If baseball was judged simply by how hard you hit the ball, and not where it goes and where your runners end up, the Mets would have Game 2 of Sunday’s doubleheader, 7-2. That is, in the sense that of the nine hardest-hit balls put into play, New York hit seven of them.
Of those seven batted balls, all 105.9 mph off the bat or higher, the Mets accumulated three singles, two groundouts (including a double play) and two flyouts. One of those flyouts came off the bat against Juan Soto and would have been a three-run home run in 13/30 ballparks. The irony is that Busch Stadium is not one of the 30, but the ball would have landed over the fence if not for the robbery of Victor Scott II.

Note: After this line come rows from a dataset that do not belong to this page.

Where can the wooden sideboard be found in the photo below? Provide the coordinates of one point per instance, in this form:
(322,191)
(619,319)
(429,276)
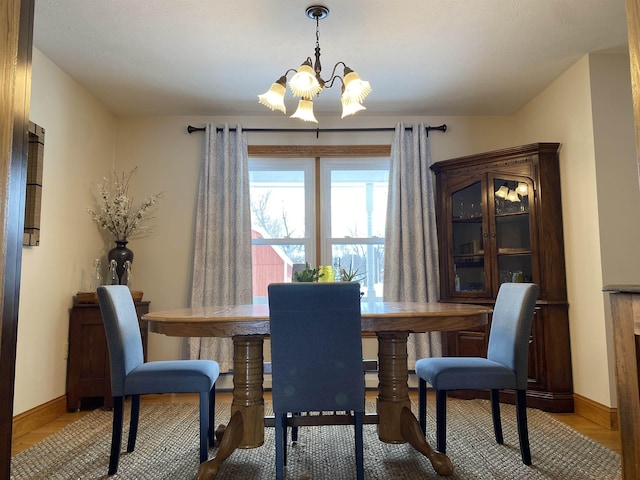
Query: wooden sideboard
(625,316)
(88,372)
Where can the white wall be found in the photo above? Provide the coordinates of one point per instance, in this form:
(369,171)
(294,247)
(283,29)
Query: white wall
(588,110)
(79,137)
(168,160)
(84,142)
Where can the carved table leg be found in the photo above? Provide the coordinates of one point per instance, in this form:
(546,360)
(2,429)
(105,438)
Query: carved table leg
(246,427)
(413,433)
(396,422)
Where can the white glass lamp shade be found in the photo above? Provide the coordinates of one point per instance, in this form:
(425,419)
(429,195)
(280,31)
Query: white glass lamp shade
(502,192)
(512,196)
(304,83)
(522,189)
(350,107)
(305,111)
(274,97)
(354,88)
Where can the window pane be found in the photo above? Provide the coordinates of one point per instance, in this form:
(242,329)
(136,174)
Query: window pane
(280,228)
(358,203)
(365,261)
(278,203)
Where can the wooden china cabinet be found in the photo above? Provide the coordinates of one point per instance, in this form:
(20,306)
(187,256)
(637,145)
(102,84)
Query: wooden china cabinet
(499,219)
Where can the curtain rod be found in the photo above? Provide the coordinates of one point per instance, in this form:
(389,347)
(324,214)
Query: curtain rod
(191,129)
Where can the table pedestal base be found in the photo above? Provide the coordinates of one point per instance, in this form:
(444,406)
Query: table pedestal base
(246,427)
(396,422)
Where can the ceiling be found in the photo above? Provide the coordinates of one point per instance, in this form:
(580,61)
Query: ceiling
(422,57)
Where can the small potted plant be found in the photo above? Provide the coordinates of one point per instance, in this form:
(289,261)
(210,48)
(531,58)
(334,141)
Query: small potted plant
(308,274)
(351,275)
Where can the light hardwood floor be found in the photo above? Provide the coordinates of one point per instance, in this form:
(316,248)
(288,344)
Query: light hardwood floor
(606,437)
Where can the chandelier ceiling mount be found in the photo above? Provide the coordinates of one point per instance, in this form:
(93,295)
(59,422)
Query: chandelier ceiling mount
(307,81)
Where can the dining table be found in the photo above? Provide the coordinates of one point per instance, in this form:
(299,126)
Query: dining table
(390,322)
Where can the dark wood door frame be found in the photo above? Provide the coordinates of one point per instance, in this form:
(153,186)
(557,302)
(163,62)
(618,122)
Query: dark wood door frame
(16,30)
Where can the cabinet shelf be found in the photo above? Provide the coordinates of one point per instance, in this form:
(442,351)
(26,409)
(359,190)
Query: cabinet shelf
(514,251)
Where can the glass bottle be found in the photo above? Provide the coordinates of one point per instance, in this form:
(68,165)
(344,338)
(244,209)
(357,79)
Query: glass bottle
(113,274)
(96,280)
(127,278)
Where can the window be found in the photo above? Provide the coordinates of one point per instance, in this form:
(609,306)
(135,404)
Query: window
(320,211)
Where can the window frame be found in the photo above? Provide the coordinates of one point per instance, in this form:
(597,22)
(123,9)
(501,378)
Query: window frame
(318,152)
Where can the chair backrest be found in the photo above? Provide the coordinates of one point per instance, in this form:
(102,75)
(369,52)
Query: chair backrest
(511,327)
(316,347)
(122,331)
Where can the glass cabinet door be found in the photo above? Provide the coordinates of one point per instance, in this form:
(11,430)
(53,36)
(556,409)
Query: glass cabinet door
(512,229)
(467,240)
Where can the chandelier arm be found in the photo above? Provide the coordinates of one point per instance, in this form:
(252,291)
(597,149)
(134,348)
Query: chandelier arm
(333,76)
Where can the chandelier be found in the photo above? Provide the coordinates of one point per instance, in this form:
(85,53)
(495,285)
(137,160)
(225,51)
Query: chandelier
(307,82)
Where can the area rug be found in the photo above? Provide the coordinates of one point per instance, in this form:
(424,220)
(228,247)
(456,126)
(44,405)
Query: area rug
(167,448)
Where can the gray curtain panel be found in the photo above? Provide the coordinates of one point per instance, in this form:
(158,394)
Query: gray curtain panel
(222,253)
(411,243)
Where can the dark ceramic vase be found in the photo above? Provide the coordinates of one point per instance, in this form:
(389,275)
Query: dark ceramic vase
(120,253)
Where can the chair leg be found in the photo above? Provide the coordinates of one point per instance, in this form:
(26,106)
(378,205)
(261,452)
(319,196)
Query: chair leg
(523,429)
(294,430)
(358,423)
(281,431)
(422,405)
(441,420)
(133,423)
(495,414)
(212,415)
(204,426)
(116,434)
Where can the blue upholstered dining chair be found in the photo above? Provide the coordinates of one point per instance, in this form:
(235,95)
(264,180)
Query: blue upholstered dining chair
(504,368)
(130,375)
(316,357)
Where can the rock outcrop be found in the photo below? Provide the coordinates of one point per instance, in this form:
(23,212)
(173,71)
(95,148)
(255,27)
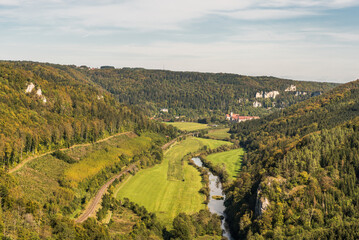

Instead of that ball leaving the field and the Mets gaining a 7-4 lead, Michael McGreevy came onto the field from the bullpen and completely shut down New York. McGreeny threw 5 1/3 shutout innings, giving up just a solitary single to Mark Vientos and keeping the Mets at four runs for the rest of the game.
When a game is played on the margins, how each team does with runners in scoring position is crucial. The Mets Sunday night were 3-for-11, which on its surface isn’t poor. But those three were all on singles in the third inning, and that inning finished with multiple runners stranded.
How you get out with RISP can also matter greatly. Vientos was up in the fourth inning with the bases loaded and one out. A groundout could have resulted in that same 0-for-1 but with a run attached. Instead, the Mets third baseman struck out, and Brandon Nimmo followed that up with a lineout to end the inning (with an exit velocity of 107 mph and xBA of .630).
“That’s how baseball goes sometimes,” Carlos Mendoza said to the assembled media after the game, “It could be a little frustrating, but there’s nothing you can do about it.”
If you believe that run differential and exit velocity are more important in predicting future success than wins and hits, Sunday’s doubleheader loss doesn’t spell doom. But it sure doesn’t make things sting any less.